The Pentagon announced April 30 that it was canceling construction of sections of former President Trump’s wall along the Mexican border that were being built with money diverted (PDF) from the Pentagon. The unused funds, likely totaling in the billions, will be returned to the U.S. military for military-construction projects. An Army Corps of Engineers estimate found the government will save about $2.6 billion after paying demobilization costs to contractors. Trump declared a national emergency and ordered the Pentagon to fund wall construction after both Congress and Mexico came up short.

Military justice

Those in and out of uniform have been known to say military justice is an oxymoron—kind of like military music or jumbo shrimp. A pair of recent stories involving the Marine Corps highlights the problem.
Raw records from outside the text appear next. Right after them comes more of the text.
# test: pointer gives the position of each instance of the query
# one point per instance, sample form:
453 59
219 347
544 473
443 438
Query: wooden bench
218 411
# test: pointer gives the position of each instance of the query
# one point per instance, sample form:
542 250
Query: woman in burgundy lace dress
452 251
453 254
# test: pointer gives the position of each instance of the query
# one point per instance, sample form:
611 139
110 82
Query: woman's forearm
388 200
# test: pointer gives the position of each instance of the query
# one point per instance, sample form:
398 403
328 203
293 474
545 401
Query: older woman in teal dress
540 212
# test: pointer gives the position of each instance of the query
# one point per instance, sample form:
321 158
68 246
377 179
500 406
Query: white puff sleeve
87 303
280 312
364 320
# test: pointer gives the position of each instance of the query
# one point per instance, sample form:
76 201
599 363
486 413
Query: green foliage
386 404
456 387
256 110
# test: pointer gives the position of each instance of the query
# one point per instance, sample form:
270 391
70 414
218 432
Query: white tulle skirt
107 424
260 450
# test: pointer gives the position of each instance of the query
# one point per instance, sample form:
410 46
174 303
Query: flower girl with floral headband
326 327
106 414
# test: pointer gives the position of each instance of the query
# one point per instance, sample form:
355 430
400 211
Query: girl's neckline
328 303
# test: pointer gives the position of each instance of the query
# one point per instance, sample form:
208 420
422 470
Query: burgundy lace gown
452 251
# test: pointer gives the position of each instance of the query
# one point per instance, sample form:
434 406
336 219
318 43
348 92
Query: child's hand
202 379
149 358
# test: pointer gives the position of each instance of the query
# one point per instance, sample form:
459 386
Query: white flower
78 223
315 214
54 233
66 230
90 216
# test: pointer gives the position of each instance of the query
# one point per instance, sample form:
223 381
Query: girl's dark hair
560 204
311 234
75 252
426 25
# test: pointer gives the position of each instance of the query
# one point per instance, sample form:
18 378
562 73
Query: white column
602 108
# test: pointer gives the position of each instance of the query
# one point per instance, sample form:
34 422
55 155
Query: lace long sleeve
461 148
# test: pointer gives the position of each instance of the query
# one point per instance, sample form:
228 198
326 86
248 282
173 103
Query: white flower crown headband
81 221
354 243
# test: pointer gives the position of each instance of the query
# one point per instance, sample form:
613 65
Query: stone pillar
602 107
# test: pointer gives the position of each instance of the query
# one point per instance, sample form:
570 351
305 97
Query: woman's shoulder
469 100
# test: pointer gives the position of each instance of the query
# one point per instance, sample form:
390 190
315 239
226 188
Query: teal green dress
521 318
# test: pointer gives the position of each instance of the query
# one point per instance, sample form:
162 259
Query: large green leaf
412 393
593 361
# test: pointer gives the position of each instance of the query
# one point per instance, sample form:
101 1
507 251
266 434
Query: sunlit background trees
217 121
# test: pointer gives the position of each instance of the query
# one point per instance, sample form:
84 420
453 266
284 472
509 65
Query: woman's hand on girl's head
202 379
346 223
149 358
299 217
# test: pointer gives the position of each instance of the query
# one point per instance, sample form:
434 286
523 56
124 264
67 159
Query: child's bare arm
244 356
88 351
The first piece, posted on The War Horse website April 28, is a first-person account by a former Marine public affairs officer who says his commanders told him to fib about why a senior Marine officer was canned. “I never thought that refusing to lie to the press would be the end of my career in the Corps,” Paul Gainey, a U.S. Naval Academy graduate, wrote.
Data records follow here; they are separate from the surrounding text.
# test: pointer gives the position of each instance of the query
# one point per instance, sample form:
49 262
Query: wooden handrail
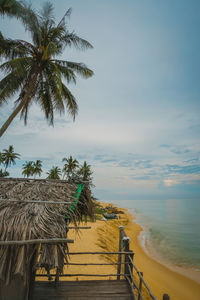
93 264
71 275
141 277
36 241
36 201
80 253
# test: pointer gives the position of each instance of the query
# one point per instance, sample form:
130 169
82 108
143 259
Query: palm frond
80 68
19 65
13 48
45 101
71 39
70 102
31 22
9 85
53 78
11 8
67 73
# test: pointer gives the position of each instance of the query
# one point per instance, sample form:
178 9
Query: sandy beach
160 278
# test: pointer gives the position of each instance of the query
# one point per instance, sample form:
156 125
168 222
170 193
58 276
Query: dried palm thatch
21 220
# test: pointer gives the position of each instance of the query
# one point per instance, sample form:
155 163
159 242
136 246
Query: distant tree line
72 170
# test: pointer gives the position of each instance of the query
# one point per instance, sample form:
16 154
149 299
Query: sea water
172 228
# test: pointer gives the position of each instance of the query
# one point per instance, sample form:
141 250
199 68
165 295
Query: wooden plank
37 201
36 241
97 289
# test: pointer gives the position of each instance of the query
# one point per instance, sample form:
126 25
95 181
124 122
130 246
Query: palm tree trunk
10 119
27 89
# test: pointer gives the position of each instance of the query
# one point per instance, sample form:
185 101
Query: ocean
171 228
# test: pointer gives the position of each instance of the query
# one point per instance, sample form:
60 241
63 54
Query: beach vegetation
34 71
37 168
27 169
85 173
11 8
8 157
4 173
69 167
31 168
54 173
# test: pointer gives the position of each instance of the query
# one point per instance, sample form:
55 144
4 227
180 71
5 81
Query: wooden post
126 249
121 228
140 286
57 277
131 265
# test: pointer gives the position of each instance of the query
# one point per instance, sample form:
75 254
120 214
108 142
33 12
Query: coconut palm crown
9 156
54 173
69 167
28 169
33 70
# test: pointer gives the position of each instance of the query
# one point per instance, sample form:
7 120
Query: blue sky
138 123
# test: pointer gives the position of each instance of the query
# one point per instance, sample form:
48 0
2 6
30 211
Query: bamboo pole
140 287
36 241
121 228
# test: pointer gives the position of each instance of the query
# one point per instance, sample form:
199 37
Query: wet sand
159 278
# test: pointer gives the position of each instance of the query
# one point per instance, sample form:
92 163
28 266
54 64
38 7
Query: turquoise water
172 227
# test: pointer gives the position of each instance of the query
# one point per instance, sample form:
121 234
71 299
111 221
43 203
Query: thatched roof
21 220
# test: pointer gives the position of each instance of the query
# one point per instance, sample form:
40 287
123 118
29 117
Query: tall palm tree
54 173
10 8
37 168
4 173
69 167
1 158
28 169
34 72
85 172
9 157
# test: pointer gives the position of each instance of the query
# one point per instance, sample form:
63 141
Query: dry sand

On May 3, Task & Purpose reported that the Marines’ inspector general (IG)—its watchdog-in-chief—had been suspended from that critical post late last week because of his role in the 2020 amphibious assault vehicle sinking that killed nine. General David Berger, the Marine Corps commandant, belatedly yanked Major General Robert Castellvi from the sensitive IG post following a probe that concluded Castellvi “bears some responsibility” for inadequate training that may have played a role in the disaster. “The Marine Corps should never have appointed an officer who oversaw possibly the worst training disaster in modern Marine Corps history to the position of Inspector General,” said Representative Jackie Speier (D-CA), head of the armed services committee’s personal panel. “If the Marine Corps is serious about fixing its failed safety culture, it must start by holding its top leadership accountable.”
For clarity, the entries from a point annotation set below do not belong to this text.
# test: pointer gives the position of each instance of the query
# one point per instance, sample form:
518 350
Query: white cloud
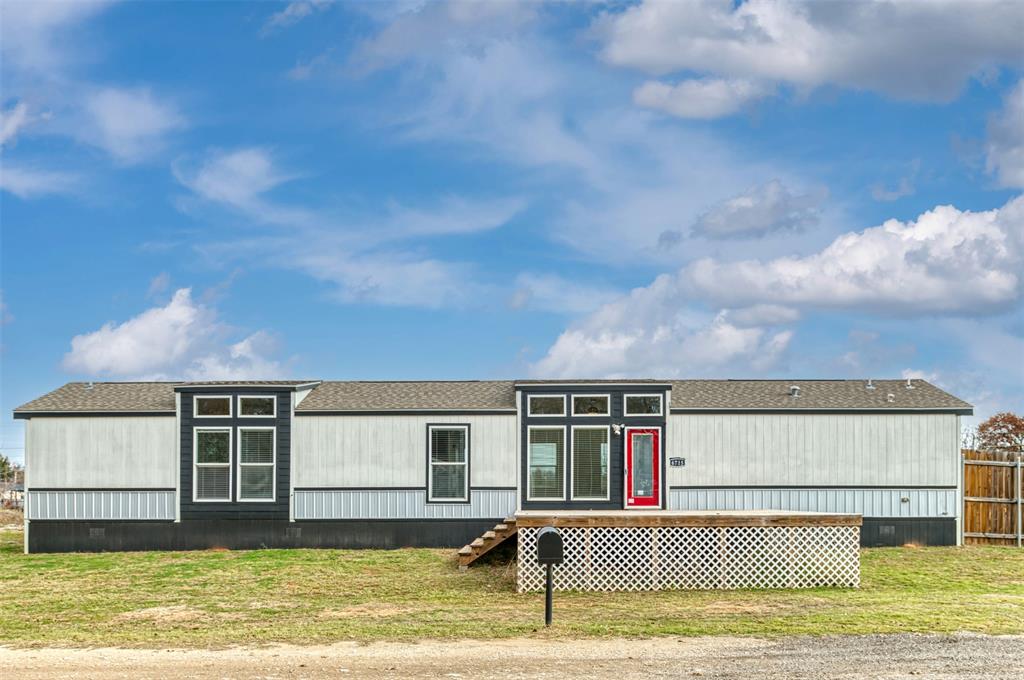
946 261
1005 145
180 340
31 183
11 121
36 36
652 332
293 13
860 45
759 211
699 98
129 124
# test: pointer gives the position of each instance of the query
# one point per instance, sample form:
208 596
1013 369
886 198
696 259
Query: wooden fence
993 496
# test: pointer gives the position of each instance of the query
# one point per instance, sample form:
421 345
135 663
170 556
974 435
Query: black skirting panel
881 532
251 535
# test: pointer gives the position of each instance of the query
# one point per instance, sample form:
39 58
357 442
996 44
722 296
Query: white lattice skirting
607 558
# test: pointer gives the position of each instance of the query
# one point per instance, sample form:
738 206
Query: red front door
643 467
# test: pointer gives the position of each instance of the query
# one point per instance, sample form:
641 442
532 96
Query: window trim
606 414
660 401
272 397
430 463
197 464
272 465
530 428
197 397
607 480
530 414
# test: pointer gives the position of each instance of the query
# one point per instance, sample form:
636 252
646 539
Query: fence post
1019 495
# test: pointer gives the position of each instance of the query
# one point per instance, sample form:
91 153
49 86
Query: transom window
212 407
257 454
590 405
546 464
449 463
212 453
643 405
257 407
590 463
546 406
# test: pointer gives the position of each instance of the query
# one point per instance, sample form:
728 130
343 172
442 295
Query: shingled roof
500 395
814 394
400 395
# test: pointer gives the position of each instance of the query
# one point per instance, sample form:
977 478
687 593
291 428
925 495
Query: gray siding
398 504
145 504
391 451
101 452
867 502
814 450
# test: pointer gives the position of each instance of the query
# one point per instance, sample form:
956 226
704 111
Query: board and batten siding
96 452
355 451
119 467
814 450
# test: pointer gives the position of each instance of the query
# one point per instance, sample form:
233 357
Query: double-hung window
449 463
257 454
212 474
590 463
546 463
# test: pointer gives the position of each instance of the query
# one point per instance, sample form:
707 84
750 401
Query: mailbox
549 546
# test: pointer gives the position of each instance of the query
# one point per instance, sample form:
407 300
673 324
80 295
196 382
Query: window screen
213 465
449 463
547 406
590 463
256 464
256 406
547 456
213 406
643 405
590 405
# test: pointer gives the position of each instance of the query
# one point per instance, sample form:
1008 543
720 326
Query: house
309 463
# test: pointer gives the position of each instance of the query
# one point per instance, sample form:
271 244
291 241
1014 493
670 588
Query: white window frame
606 414
431 463
529 448
272 398
660 411
530 414
197 397
607 481
197 464
272 465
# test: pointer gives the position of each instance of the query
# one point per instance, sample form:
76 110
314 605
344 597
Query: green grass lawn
308 596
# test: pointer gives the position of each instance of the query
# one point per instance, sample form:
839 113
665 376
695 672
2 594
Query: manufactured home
347 464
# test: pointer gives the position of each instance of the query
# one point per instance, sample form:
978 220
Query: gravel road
869 656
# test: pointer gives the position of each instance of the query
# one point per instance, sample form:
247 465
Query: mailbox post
549 552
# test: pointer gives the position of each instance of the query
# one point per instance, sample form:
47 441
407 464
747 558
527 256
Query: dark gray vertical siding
616 453
233 509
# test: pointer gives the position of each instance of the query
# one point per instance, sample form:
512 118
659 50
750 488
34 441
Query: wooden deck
682 518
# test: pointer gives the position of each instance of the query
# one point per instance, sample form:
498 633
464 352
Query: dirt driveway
869 656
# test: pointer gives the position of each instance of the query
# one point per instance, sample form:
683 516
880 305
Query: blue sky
430 190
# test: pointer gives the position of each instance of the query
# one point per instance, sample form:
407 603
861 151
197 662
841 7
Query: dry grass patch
218 598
Killing outside the lines (PDF)

Not only do we go into known wars without a declaration from Congress, the U.S. has gotten into this bad habit of quietly picking off bad guys outside of war zones. President Biden has suspended such drones strikes and commando ops allowed by his predecessors. They were expanded under this 2017 memo pried out of the government by the American Civil Liberties Union, which posted a redacted version of this once-secret document April 30.

Jilt-rotor

A veteran Marine V-22 tilt-rotor pilot has declared that the Army would be better off buying a more conventional chopper to replace its UH-60 Black Hawk fleet than a smaller version of the V-22. Scott Trail argued in Breaking Defense April 30 that Sikorsky-Boeing’s Defiant X compound helicopter makes more sense than the Bell V-280 Valor tilt-rotor for the Army’s low-flying mission. The Army tapped those two in March as finalists for its $40 billion Future Long Range Assault Aircraft program. Trail served as a “Secretary of Defense Corporate Fellow” at Sikorsky in 2014-2015, but “has never received any compensation” from either company, Breaking Defense noted.

Agent Orange at home

The U.S. is rightly concerned about the health effects of the defoliant Agent Orange that rained down on U.S. troops during the War in Vietnam. “American veterans and their offspring who meet certain requirements are eligible for benefits,” Vietnamese novelist Nguyễn Phan Quế Mai wrote in the April 29 New York Times. “Vietnamese and other victims in Southeast Asia are still waiting for the U.S. government to provide a similar level of assistance.” She has a point.